И что для нашего разговора особенно важно – все эти ценные качества оказываются проявленными исключительно благодаря тому, что человек с детства был погружен в новую образовательную среду. Не будь ее – и задатки множества способностей атрофировались бы, не получив своевременного развития. Человеческий потенциал не только не был бы реализован – он остался бы неведомым даже для своего «владельца». И лишь единицы, которых мы называем талантливыми и одаренными, с огромными потерями пробились бы сквозь асфальт, накатанный традиционной массовой школой – раритетом индустриальной эпохи.

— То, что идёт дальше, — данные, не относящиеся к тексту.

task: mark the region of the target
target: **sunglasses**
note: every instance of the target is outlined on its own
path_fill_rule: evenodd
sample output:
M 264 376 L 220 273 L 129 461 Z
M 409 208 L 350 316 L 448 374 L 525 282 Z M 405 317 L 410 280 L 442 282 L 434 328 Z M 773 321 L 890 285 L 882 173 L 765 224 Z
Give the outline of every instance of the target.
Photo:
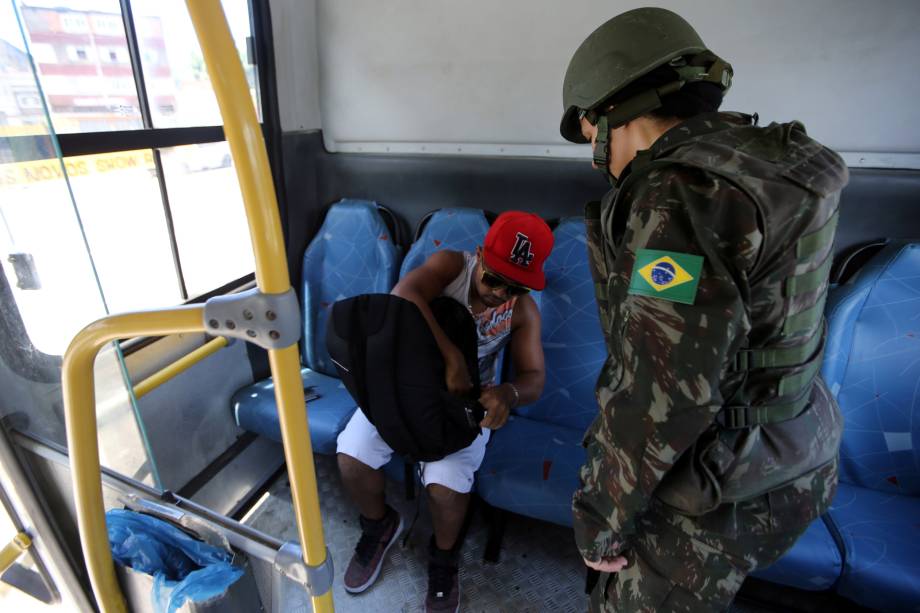
M 491 289 L 498 289 L 500 287 L 504 287 L 505 291 L 508 293 L 509 296 L 523 296 L 524 294 L 530 291 L 529 287 L 524 287 L 523 285 L 516 285 L 514 283 L 511 283 L 504 277 L 500 277 L 494 272 L 490 272 L 486 270 L 485 264 L 482 264 L 481 266 L 482 266 L 482 277 L 480 277 L 480 279 L 482 280 L 483 285 L 485 285 L 486 287 L 489 287 Z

В чем же, по большому счету, важнейшее качественное отличие детского образования от подросткового? В том, что маленькие дети постигают мир и себя не в узкой учебной (школьной), а в универсальной деятельности, которой изначально придан вектор индивидуальной (в идеале – персональной) образовательной программы. Создаются условия, при которых дети, сами того не подозревая, исподволь уже начинают обретение собственной идентичности, а их социализация и инкультурация проходят не стихийно (или, если угодно, «полустихийно», как в обычных семьях и привычных детских садах), а в соответствии с научно тщательно выверенными и общественным сознанием принятыми педагогическими технологиями.
Разумеется, развитие детского образования с неизбежностью приведет к исчезновению привычной нам модели средней школы. Можно сколь угодно скептически относиться к прогнозно-экспертным представлениям о ее недалеком будущем, но прислушаться по крайней мере стоит: в 2040 году наши рассказы о том, что мы сидели в классах, слушали учителей и листали учебники, будут вызывать смех у наших юных слушателей. Люди, обращаясь к нашим дням, будут удивляться, почему потребовалось столько времени, чтобы изменить систему образования, почему мы придавали такое огромное значение оценкам на экзаменах.
А правительства бросят даже думать о причастности к образованию, поскольку чиновники не смогут контролировать «распределение» виртуального опыта, ибо он будет доступен кому угодно и где угодно. Впрочем, почему «будет»? Это уже реальность.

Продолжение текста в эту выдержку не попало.